Buying your first Rickenbacker is a day to remember for the rest of your life.
I recently got hold of my first Rickenbacker bass. It’s a leftie 1995 4003 Fireglo …and I love it! I found it in a shop on London’s famous Denmark Street, a street that has nothing else on it other than guitar shops. Heaven!
I had travelled to London with the specific intention of buying a bass and having a few drinks with an old friend (who happens to be the proud owner of a 1978 4001).
We checked out several shops and found a few interesting possibilities, but by this point found ourselves getting a bit over excited by the sight of so many vintage and drop-dead gorgeous instruments. One quick trip to the pub to calm our nerves and we headed back to play.
My bass was sitting at the back of a left handed section in one of the last shops we visited and it immediately caught my eye. The tell-tale headstock and the legendary curved name plate sang out to me across the sea of guitar necks.
From the first note played I knew that I would look no further. While my friend was enquiring as to what case came with it, I was playing away and grinning at the beautiful, warm, rich tones the instrument produced. Fender might have invented the bass, but Rickenbacker perfected it!
One of the things that struck us both was the shear lack of wear on the guitar. The finish didn’t have a mark on it and looked like it had never been played in its six years since manufacture (what a crime). Not that I’m complaining.
Despite being right handed, my friend had to have a play. ‘It’s just like my 4001… just upside down and a different finish,’ he exclaimed with a big smile across his face. And he was right. When we got back to his flat we compared the two. We couldn’t tell them apart from sound alone.
This is the one thing that marks the 4000 series as a great buy. The standard and quality hasn’t wavered an inch through the years of production. Unlike all other guitar manufacturers, Rickenbacker have never had a bad year. Whatever your purchase, you know it’s going to be a great instrument.
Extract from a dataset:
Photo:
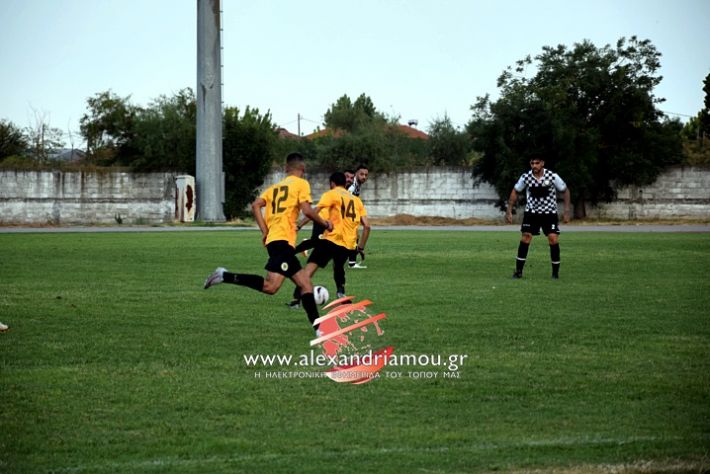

So life with a 4003? Well I have had it for two months now. One of the things to watch for is not to loosen the mute nuts too far. The plate dropped off the bottom of mine and the spring loaded nature prevented easy retrieval. I ended up getting a bent piece of wire to support the plate under the foam so the bolt could be guided back into the threaded hole. I now keep this piece of wire in my guitar case for future use, should I be so careless!
The action was a little too high for my playing, but this is quickly sorted. Two threaded bolts adjust the height, although you might need to shave some of the foam off the bottom of the mute to prevent it from interfering.
What I did was to carefully remove the foam altogether, measure the string height, set the strings to fit my preferred playing style and then re-measure the string height. Then, with a white chinagraph pencil (the sort used by dressmakers and to write on mixing desks in the studio) draw a line around the bottom of the foam. With a very sharp craft knife, simply cut away the excess, apply a new piece of double sided sticky tape and refit into the mute with a pair of tweezers. Job done!
Get one and smile a lot. I do every time I open the case!